As I emphasized yesterday, the only way Larry Scott and the Pac-10 are going to expand is if they are certain that their efforts to include more schools in the conference will create more revenue. The idea that simply expanding for expansion's sake isn't necessarily going to equate to more revenue. Thus, simply adding Utah and Colorado, or even BYU wouldn't guarantee greater financial earnings for the conference. CNBC's Sports Business Reporter Darren Rovell pointed this out yesterday.
The Pac-10 is in the same boat. What would Texas Tech add that Texas couldn't? Is Oklahoma State worth as much as Oklahoma?
Conference championship or not, adding teams doesn't automatically increase revenue to a point where every team is worth having. That's the type of math that the conference commissioners have to consider.
TV revenues might double if a Pac-10 network succeeds, but if there are 16 teams involved, no one is doubling their money. Right now, TV revenue for the Pac-10 is around $100 million a year. Let's say a new network deal after the 2011-12 season and a new network of their own adds up to $200 million in TV revenue a year.
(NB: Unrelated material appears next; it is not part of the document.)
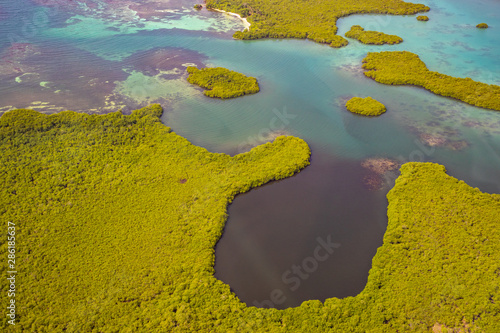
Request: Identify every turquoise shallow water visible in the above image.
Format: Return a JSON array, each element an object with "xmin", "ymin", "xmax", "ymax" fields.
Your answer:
[{"xmin": 0, "ymin": 0, "xmax": 500, "ymax": 307}]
Assuming equal splits of all 16 teams, original Pac-10 teams would only be making $2.5 million more than what they have now. And don't forget the UCLA softball, and all its other non-generating sports, might have to travel to Texas now.
"It doesn't make sense to add teams that don't have incremental revenue opportunities," said former CBS Sports president Neal Pilson, now a TV consultant.
Of course, it would be preferable for the Pac-10, strictly from a financial standpoint, to add Oklahoma and Texas and abandon the rest of the Big XII South. The conference would likely generate the same amount of revenue, while also dividing it up among fewer teams. Rovell is correct in his assertion. However, that's in a perfect world.
With the situation at hand, the only way Larry Scott is going to be able to bring the Sooners and Longhorns into the fray would be by bringing in some of their Big XII constituents as well. That's the reason why Oklahoma State, Texas A&M, and Texas Tech, are even being considered in the first place. Granted, it would be ideal to just feature the Big XII's two marquee programs, but politics have and will prevent this situation from ever occurring. Rovell's correct, but there are too many factors that would prevent that situation from ever occurring.
In turn, the debate looks something more like this.
Option #1: Keep the Pac-10 as is. With a new T.V. deal, teams would only be forced to divide revenue amongst ten teams - one of the most obvious benefits.
Option #2: Add the Big XII South (either Baylor or Colorado) to the mix. Sixteen teams would produce more revenue as a result, but it also means that it would be divided amongst all the teams. Big question: would a new Pac-16 be capable of producing enough money to justify expansion? Everything considered, I think it just might.
What side of the fence do you lie on?